От свода отделился Ангел, чтобы сесть в одно из кресел, окружавших абсиду. Ангел читал. Глаза его внимательно смотрели в книгу, светлые волосы сияли золотом вокруг миловидного лица, длинное платье из ярко-голубой ткани спадало широкими складками, скрывало ноги и прикрывало нижней полой край деревянной ступеньки. Руки были затянуты в очень высокие, застегнутые на множество серебряных пуговок перчатки желтоватой кожи, которые почти до средины предплечья закрывали узкие рукава платья. Спинка торжественного кресла из массивного черного дерева, украшенная резными изображениями, чудесным образом венчала фантастическое видение, почти терявшееся в полутени. Поскольку этот призрак (или ангел? или женщина?) не замечал меня, я открыл альбом и несколькими штрихами набросал его фигуру. Но, вглядевшись внимательно в томик, который дама читала с таким вниманием, я увидел, что обложка у него ярко-красного цвета. Затем, напрягши зрение, я смог заметить на обложке тисненое золотом слово и вдобавок желтую закладку, выступавшую из переплета.

Это был — я мог поклясться — мой Петрарка.

— Мадонна, — сказал я, и благороднейшая дама подняла на меня небесной голубизны глаза, — не знаю, говорю ли я с бесплотным видением, плодом моего воображения или с достойной обожания жительницей земли, этой обители смертных. Как бы то ни было, надеюсь, вам не доставит огорчения благосклонно выслушать смиренную просьбу.

Должно быть, мой вид был полон смущенной робости, потому что прекрасное создание сложило губы в улыбку, в которой натуральная доброта соединялась с легкой тенью лукавства. Она осталась неподвижна и не промолвила ни слова. Я продолжил:

— Благородная госпожа, сделайте милость, откройте книгу, что в ваших руках, на странице двести три.

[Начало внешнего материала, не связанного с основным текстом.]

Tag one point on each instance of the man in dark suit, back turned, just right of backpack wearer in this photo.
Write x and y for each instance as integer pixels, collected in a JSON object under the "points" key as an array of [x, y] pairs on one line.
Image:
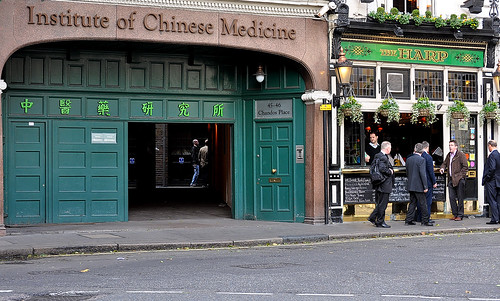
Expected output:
{"points": [[417, 186]]}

Дама поискала страницу и нашла ее.

— Видите дату и две жирные линии, отчеркнувшие стих?

Она слегка покраснела, казалось, ее светлые волосы стали золотыми, она поняла, что томик — мой, и протянула руку вернуть его мне полным чистого благородства движением, в котором, мне показалось, я разглядел некоторое сожаление.

— Нет, — сказал я тогда, — книга сия не должна покинуть благородную даму. Поэт любви воспел ваши небесной голубизны очи, ваши ангельские волосы, ваши ланиты, подобные розам, ваше ясное чело, ваш величественный вид. Книга сия написана для вас и принадлежит вам.

Дама собиралась встать и разомкнуть уста, из которых я не слышал еще ни одного слова, когда несколько человек со смехом вошли на хоры. Тогда я быстро обошел с другой стороны алтарь и вышел из церкви.